まずは題名に「うん?」と惹かれ、次に作者が佐藤まどかさんだと知り、借りて読みました。
のっけから、ピンチに立たされます。
主人公の家は、昔から続く老舗の靴屋さん。
11階建のビルと古いビルの間に挟まれた三階建の建物がおうち。
その建物と隣の古いビルを潰して大きなビルを建てようと、土地開発会社の社員がしつこくやってきます。
オーダーメイドの靴屋さんなんて、今時はやらないと言われます。
おまけに跡を継ぐはずだった主人公のお兄ちゃんが急に家出してしまいます。
しかし、マエストロと呼ばれている3代目のお祖父さんは、土地も売らないし、仕事もやめません。
さて、題名の「ノクツドウライオウ」のなぞがすぐに解き明かされます。
それは、お店の古い看板に書かれた文字。
上下2段で「靴の往来堂」と右から書かれているのですが、左から読んだ小学生が「ノクツ ドウライオウ」と読んでしまったのです。

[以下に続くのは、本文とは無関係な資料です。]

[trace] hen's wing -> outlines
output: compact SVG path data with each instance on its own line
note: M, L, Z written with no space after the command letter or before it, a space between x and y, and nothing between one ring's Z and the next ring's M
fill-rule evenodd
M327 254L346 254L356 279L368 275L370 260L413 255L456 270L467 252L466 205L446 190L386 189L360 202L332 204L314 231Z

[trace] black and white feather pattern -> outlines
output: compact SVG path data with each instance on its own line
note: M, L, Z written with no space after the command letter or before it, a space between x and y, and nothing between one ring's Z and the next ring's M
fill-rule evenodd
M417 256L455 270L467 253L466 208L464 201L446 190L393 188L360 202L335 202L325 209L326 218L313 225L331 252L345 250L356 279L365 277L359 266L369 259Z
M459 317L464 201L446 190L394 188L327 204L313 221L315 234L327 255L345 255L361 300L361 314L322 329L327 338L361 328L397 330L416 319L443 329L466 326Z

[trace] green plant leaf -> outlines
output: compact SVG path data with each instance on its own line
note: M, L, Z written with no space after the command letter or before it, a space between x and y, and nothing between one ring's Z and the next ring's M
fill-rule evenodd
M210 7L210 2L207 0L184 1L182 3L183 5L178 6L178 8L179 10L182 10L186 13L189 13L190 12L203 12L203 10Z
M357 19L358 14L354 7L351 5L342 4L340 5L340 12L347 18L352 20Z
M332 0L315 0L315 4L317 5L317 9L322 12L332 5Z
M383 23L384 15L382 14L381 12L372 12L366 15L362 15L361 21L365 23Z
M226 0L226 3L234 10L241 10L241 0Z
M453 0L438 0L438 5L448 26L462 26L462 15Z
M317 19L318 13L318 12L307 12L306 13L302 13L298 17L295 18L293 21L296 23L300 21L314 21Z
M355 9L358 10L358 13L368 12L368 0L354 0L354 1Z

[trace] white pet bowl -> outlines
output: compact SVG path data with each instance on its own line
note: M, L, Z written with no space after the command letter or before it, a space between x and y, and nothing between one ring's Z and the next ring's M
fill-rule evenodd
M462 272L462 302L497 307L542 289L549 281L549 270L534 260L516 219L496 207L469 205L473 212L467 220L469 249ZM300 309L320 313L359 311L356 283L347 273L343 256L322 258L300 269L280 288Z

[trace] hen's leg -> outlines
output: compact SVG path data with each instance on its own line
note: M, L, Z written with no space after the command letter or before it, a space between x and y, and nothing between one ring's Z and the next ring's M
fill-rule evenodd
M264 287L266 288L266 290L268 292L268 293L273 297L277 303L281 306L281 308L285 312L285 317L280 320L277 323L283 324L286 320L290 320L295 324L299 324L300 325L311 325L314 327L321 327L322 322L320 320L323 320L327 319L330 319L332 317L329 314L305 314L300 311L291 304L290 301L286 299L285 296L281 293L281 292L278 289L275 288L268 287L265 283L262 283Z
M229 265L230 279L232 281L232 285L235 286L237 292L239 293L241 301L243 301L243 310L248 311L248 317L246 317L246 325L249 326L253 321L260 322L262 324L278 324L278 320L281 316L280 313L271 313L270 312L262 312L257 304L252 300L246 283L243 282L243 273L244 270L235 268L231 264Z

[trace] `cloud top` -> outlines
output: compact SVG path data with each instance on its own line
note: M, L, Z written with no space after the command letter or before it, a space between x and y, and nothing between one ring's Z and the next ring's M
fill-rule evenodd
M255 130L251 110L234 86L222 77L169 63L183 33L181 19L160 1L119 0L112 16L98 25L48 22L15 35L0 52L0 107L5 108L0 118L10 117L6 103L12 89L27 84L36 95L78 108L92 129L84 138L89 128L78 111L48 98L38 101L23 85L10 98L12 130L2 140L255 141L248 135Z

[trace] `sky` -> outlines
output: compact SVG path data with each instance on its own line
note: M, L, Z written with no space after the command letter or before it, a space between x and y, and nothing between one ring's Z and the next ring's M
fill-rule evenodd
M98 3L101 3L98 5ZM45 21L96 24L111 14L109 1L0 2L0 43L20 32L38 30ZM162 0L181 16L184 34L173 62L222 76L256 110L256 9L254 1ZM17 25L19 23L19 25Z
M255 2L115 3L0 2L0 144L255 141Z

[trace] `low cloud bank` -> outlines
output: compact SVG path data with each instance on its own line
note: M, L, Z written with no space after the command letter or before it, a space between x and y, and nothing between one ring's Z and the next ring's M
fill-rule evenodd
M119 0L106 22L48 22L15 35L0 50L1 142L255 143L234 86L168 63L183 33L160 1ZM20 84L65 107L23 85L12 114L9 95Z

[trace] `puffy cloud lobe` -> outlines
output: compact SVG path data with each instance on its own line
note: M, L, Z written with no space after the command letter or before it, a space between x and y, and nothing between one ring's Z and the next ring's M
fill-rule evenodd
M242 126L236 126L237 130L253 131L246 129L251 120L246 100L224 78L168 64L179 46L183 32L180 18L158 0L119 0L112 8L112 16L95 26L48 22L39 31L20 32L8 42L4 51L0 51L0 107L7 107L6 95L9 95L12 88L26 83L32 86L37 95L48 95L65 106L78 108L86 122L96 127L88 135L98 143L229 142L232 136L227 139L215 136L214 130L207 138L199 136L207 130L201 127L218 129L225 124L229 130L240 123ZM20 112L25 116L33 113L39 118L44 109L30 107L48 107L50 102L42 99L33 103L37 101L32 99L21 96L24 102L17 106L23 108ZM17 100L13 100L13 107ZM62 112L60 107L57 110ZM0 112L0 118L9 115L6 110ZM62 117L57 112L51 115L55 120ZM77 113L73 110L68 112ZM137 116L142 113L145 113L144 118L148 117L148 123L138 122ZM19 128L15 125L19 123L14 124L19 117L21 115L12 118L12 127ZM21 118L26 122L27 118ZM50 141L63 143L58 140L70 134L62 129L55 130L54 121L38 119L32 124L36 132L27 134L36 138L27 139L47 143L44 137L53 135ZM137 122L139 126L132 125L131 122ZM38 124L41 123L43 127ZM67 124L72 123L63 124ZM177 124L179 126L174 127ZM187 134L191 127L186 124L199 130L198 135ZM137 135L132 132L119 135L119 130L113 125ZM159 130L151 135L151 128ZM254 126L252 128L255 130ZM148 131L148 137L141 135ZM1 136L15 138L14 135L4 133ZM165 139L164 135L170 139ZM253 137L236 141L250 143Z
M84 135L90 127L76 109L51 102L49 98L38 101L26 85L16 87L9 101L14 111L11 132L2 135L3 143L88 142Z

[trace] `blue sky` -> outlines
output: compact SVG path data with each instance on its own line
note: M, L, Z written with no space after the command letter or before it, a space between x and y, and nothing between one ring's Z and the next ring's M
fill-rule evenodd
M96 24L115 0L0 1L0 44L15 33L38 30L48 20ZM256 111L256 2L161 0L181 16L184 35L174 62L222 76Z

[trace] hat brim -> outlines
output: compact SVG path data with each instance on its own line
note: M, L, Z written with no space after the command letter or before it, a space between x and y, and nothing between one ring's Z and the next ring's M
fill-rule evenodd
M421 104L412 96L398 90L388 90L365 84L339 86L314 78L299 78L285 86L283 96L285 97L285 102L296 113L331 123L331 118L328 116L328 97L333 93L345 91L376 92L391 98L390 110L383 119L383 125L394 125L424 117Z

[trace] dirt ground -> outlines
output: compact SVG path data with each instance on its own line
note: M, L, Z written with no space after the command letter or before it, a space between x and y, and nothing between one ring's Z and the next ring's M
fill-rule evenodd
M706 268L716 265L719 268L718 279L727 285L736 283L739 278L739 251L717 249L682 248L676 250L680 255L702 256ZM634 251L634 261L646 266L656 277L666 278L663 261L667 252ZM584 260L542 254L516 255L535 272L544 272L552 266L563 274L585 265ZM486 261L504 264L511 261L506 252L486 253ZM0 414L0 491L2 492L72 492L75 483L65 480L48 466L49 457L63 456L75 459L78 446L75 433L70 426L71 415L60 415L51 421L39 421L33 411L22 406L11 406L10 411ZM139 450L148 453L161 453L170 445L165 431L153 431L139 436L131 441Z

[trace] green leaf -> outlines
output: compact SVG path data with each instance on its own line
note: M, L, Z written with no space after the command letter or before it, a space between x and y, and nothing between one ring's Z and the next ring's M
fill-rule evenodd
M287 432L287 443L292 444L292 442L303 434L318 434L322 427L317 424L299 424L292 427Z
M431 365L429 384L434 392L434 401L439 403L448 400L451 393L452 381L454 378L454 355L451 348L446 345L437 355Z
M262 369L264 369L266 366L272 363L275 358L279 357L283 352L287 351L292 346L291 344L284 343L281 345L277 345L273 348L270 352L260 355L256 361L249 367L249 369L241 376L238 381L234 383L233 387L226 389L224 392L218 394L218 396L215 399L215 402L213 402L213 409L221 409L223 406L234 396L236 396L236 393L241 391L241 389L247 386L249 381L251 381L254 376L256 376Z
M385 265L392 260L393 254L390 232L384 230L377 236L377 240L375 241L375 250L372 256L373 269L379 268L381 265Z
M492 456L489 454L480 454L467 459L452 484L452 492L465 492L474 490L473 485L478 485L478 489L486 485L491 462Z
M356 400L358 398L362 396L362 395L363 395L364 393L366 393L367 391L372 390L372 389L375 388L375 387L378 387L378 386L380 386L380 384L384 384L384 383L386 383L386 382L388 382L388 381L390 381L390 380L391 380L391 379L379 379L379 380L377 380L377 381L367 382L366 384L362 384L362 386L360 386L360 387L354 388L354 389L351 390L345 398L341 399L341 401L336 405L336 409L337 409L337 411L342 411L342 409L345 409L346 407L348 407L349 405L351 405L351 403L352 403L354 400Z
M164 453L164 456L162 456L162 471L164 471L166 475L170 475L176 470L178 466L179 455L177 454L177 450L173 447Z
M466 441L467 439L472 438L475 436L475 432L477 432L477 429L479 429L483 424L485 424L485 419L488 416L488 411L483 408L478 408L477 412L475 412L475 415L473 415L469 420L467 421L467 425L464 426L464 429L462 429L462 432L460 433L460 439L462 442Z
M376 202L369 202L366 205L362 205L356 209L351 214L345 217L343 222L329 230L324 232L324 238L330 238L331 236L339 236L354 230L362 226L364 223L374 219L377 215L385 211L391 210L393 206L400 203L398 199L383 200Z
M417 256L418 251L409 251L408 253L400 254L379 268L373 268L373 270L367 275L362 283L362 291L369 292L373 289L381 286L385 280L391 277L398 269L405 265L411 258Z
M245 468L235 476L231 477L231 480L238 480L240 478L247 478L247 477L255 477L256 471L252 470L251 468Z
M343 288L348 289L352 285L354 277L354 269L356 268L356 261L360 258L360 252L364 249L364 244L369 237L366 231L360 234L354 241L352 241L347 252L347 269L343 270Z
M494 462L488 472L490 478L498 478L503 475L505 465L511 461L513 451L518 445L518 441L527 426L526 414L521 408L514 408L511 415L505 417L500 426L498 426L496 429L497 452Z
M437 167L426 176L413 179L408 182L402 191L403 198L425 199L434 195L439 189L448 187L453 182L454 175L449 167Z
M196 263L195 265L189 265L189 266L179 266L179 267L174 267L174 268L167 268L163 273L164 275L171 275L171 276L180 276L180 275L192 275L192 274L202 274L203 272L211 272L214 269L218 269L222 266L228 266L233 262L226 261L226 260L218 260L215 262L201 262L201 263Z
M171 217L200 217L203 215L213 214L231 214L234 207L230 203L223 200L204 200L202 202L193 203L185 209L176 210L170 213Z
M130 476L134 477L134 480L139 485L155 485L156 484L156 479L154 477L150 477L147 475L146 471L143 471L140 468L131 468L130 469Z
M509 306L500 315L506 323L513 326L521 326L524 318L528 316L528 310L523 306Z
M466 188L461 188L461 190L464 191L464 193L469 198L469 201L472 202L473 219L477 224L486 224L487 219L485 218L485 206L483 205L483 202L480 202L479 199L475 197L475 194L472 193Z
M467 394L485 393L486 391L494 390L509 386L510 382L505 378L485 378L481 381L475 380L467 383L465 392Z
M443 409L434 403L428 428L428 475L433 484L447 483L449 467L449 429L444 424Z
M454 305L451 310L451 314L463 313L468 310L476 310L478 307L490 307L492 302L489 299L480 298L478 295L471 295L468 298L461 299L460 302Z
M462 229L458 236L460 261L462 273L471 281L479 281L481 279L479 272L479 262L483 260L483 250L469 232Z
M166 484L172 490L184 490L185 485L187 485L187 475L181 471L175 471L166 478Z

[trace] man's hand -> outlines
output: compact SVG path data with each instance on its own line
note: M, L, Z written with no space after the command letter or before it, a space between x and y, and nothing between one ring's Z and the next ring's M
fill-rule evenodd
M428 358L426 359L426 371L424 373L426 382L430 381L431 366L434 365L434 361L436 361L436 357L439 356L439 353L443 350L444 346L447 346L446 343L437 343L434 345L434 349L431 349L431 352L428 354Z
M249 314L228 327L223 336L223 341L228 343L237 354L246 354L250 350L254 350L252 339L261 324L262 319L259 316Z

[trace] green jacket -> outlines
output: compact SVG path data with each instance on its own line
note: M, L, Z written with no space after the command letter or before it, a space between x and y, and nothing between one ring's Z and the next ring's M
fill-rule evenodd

物語は、その人に合わせて丁寧に作られた靴が、履いた人に幸せをもたらす展開です。
主人公の嫌いだったクラスメイトがマエストロの弟子になり、後継もできそうな予感です。
次の一文を書き抜きました。
イタリア人はみんな陽気だとか、
歌やサッカーが好きだと思い込んでいたおじいちゃんは、イタリアに実際に住んでみて、それが大いなる誤解だということを思い知った。
ヤコポさんは無口で、歌を口ずさんだことはいちどもなく、サッカーには見向きもせず、いつも仕事をしていた。